Der Bericht des Ministeriums stand am Donnerstag ebenso auf der Tagesordnung des Haushaltsausschusses wie eine sehr kritische Stellungnahme des Bundesrechnungshofs zum Projekt. Das Bundesministerium verweist auf technische Probleme und Rechtsstreitigkeiten, die das Vorankommen behindern und die Kosten treiben. Zunächst waren 485 Millionen Euro für den Bau der Schleuse selbst und 55 Millionen für vorbereitende und begleitende Bauarbeiten eingeplant.

„Die Baumaßnahme befindet sich zurzeit rund zwei Jahre hinter dem ursprünglichen Zeitplan“, schreibt das Ministerium. Es listet diese Hauptgründe auf: Auseinandersetzungen zwischen Auftragnehmer und Wasserstraßen- und Schifffahrtsverwaltung, nicht vorhersehbare, umfangreiche Sondierungen und Räumungen von Kampfmitteln, dazu Anpassungen der Rückverankerungen für die Kammersohle und -wände in einem schwierigen Baugrund. „Aus den bereits eingetretenen und noch zu erwartenden Verzögerungen ergibt sich aus heutiger Sicht Verkehrsfreigabe ab 2024“, resümiert das Ministerium.

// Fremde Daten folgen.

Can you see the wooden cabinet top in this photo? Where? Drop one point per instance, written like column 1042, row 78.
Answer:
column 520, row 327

„Die Abwicklung des Bauvertrags war bisher von erheblichen Konflikten gekennzeichnet, die überwiegend vom Auftragnehmer zu vertreten waren“, führt das Ressort aus. „Für die vorlaufenden Schlickbaggerungen unter Kampfmittelverdacht musste die Wasserstraßen und Schifffahrtsverwaltung des Bundes sogar eine Teilkündigung des Bauvertrags aussprechen und die Leistung an einen leistungsfähigeren Auftragnehmer vergeben.“

Mit der neuen Schleuse soll der Schiffsverkehr durch den Nord-Ostsee-Kanal reibungsloser ablaufen. In der Vergangenheit musste die knapp 100 Kilometer lange künstliche Wasserstraße zwischen Kiel und Brunsbüttel öfter gesperrt werden, weil die über 100 Jahre alten Schleusen defekt waren.

Der Bundesrechnungshof hat in seinem Bericht den Sachstand des Bauprojekts als bedenklich bewertet. Die Behörde führte technische Probleme, Verzögerungen und eine unklare Entwicklung der Kosten an. Der Rechnungshof stellt auch das Verfahren infrage, das zur Verankerung der Schleuse gewählt wurde. „Der Bundesrechnungshof bezweifelt, dass das BMVI (Bundesverkehrsministerium) unter diesen Voraussetzungen überhaupt in der Lage ist, seine Bauprojekte im Bereich der Bundeswasserstraßen zu steuern“, heißt es in dem Bericht.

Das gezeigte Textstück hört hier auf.